L’aumento della fame nel mondo avviene nonostante si sia verificato un drastico calo dei prezzi dei prodotti agricoli che nel 2016 sono scesi al minimo dell’ultimo quinquennio per le principali materie prime ricomprese nell’Indice Fao. E’ quanto si ricava dal rapporto ‘The State of Food Security and Nutrition in the World 2017’ a cura delle agenzie delle Nazioni Unite FAO, IFAD e WFP. Nel 2016 la fame tocca 38 milioni di persone in più del 2015.

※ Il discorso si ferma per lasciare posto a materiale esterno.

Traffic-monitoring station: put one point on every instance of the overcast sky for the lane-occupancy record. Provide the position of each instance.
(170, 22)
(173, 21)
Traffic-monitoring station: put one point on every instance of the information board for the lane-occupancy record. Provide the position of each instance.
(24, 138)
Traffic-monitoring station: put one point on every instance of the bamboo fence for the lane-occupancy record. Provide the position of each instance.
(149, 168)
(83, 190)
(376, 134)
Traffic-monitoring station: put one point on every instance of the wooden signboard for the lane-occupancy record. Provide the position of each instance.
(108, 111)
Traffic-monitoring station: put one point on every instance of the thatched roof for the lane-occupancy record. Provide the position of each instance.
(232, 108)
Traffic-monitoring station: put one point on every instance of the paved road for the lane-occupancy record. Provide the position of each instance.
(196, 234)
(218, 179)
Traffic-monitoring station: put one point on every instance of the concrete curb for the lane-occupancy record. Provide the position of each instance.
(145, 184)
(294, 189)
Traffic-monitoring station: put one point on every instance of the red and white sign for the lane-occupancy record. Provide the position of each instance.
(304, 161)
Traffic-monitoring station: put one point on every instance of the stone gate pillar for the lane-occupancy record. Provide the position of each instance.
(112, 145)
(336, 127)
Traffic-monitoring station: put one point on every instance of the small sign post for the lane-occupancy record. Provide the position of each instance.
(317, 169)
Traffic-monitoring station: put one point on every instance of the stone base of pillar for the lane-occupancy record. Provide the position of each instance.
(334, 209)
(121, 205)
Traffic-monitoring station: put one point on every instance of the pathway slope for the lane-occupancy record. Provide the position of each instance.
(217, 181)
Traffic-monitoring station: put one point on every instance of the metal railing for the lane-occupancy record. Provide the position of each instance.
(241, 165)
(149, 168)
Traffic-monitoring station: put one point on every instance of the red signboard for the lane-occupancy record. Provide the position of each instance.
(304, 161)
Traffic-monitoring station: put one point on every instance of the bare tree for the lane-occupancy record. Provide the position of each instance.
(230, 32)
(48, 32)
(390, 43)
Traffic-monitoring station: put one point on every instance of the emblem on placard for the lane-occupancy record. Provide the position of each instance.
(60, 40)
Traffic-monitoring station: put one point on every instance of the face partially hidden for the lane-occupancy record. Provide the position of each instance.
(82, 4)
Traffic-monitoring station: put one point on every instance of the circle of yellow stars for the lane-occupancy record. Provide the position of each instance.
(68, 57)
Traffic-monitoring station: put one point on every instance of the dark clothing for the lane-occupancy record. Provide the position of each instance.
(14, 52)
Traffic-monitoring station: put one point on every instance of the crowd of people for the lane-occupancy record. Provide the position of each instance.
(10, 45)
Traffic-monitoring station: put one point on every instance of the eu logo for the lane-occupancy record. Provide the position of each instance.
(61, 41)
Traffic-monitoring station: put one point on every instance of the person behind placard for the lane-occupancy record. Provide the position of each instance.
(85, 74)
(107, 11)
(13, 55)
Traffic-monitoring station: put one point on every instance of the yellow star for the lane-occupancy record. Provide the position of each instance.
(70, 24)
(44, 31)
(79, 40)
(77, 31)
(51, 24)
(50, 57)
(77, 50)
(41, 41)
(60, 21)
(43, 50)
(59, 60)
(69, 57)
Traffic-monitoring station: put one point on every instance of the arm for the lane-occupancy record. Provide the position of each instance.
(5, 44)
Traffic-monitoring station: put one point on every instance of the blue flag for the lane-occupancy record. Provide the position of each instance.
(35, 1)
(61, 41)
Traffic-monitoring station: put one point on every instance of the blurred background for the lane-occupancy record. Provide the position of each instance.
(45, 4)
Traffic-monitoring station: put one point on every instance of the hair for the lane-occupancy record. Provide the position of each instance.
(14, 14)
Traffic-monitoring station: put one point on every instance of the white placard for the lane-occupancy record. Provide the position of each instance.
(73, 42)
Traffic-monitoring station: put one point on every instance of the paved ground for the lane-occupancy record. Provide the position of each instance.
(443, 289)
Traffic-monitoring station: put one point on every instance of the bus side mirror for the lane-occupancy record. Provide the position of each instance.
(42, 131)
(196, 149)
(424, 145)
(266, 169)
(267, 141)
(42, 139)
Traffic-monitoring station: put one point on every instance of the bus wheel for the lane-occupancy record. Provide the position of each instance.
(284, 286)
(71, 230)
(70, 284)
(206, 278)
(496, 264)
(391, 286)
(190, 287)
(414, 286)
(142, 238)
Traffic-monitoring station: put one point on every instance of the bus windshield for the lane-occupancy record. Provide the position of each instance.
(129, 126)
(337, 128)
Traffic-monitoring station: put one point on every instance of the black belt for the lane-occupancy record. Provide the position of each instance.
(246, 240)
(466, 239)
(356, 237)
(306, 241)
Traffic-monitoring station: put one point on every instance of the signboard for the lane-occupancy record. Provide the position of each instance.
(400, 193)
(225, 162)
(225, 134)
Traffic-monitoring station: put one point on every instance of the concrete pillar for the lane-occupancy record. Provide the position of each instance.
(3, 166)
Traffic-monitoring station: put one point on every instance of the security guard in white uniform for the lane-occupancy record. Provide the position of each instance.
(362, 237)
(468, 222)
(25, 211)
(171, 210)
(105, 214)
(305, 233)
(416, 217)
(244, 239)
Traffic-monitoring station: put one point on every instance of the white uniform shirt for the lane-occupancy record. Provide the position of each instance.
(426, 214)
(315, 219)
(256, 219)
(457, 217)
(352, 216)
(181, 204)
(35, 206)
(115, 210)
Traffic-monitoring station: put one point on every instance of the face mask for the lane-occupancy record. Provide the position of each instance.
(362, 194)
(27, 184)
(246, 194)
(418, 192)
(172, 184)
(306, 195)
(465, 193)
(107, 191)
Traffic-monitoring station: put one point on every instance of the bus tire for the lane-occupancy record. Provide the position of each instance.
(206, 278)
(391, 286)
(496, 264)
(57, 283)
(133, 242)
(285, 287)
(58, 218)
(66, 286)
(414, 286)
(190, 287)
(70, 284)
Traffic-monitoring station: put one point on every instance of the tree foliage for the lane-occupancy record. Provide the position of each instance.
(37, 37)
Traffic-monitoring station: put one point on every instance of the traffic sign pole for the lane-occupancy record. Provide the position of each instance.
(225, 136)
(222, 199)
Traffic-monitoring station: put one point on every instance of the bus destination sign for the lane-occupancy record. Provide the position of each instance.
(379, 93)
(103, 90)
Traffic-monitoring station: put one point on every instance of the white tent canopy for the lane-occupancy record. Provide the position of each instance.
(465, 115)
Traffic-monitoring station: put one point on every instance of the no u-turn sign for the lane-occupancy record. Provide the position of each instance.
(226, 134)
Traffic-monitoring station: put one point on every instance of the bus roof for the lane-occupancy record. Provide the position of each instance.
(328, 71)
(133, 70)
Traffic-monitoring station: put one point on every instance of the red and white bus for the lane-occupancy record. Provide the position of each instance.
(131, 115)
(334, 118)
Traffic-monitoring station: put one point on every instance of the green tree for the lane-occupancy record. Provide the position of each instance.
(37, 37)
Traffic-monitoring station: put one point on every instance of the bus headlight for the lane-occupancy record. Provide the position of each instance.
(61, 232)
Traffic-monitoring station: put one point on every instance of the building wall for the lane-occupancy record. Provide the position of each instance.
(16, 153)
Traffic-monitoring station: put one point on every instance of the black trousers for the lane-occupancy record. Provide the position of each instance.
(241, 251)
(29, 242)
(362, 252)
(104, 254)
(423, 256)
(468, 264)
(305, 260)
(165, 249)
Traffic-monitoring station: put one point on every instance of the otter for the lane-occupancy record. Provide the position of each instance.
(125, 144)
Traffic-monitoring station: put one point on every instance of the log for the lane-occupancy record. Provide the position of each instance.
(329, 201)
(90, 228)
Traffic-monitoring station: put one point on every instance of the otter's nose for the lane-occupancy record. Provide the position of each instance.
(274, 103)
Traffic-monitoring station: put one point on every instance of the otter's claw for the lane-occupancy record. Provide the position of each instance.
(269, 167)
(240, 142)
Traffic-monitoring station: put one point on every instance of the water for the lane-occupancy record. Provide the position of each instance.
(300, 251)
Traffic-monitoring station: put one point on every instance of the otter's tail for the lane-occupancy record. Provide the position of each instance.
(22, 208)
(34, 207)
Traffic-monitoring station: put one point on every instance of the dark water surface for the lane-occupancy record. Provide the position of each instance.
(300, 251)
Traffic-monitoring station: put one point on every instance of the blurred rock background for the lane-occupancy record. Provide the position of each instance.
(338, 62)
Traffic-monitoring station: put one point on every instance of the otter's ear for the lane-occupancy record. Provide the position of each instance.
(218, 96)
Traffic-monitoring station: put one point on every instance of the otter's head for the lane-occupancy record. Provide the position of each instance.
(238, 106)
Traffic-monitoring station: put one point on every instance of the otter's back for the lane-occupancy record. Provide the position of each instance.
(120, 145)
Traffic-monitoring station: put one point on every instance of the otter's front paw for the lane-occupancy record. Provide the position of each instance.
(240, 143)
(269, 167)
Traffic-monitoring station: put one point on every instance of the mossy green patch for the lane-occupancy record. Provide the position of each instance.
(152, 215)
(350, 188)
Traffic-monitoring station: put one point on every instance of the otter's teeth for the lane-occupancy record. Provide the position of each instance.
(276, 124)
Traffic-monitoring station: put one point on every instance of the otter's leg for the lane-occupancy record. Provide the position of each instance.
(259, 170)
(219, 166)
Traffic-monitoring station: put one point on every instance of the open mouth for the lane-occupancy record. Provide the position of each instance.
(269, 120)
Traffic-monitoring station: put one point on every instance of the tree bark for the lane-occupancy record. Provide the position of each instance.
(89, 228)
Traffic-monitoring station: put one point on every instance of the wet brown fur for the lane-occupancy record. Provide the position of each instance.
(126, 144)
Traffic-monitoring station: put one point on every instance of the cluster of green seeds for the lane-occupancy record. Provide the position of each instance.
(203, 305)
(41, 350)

Milioni di contadini in vari Paesi sono in grave difficoltà a causa della grande volatilità dei prezzi delle materie prime agricole, che impedisce la programmazione e la sicurezza degli approvvigionamenti. Nonostante il forte calo dei prezzi alla produzione, quelli al consumo rimangono alti con conseguenti difficoltà per i più poveri. Così l’insicurezza alimentare resta a livelli inaccettabili ed è una delle cause principali dei movimenti migratori in atto. Più che dalle guerre, infatti, gli emigranti cercano di fuggire dalla povertà che, in alcuni casi, è estrema, anche in Paesi molto popolosi come per esempio la Nigeria, il cui prodotto interno lordo è abbastanza buono ma la cui ricchezza pro-capite è a livelli da indigenza. L’11% della popolazione mondiale soffre la fame secondo la FAO. Nello stesso tempo si assiste al paradosso della crescita dell’obesità nella popolazione dei Paesi più ricchi: negli Stati Uniti è a livelli allarmanti.
Risulta che l’emergenza alimentare non si risolve con i prezzi bassi all’origine perché i produttori in questa condizione entrano in grave difficoltà, non consentendo all’agricoltura di sopravvivere con conseguenze dirette sull’alimentazione della popolazione dei territori interessati al fenomeno. Servirebbe investire nell’agricoltura delle diverse realtà del pianeta, dove servono prima di tutto politiche agricole regionali che sappiano potenziare le produzioni locali con la valorizzazione delle identità territoriali per sfuggire all’omologazione che deprime i prezzi e aumenta la dipendenza dall’estero.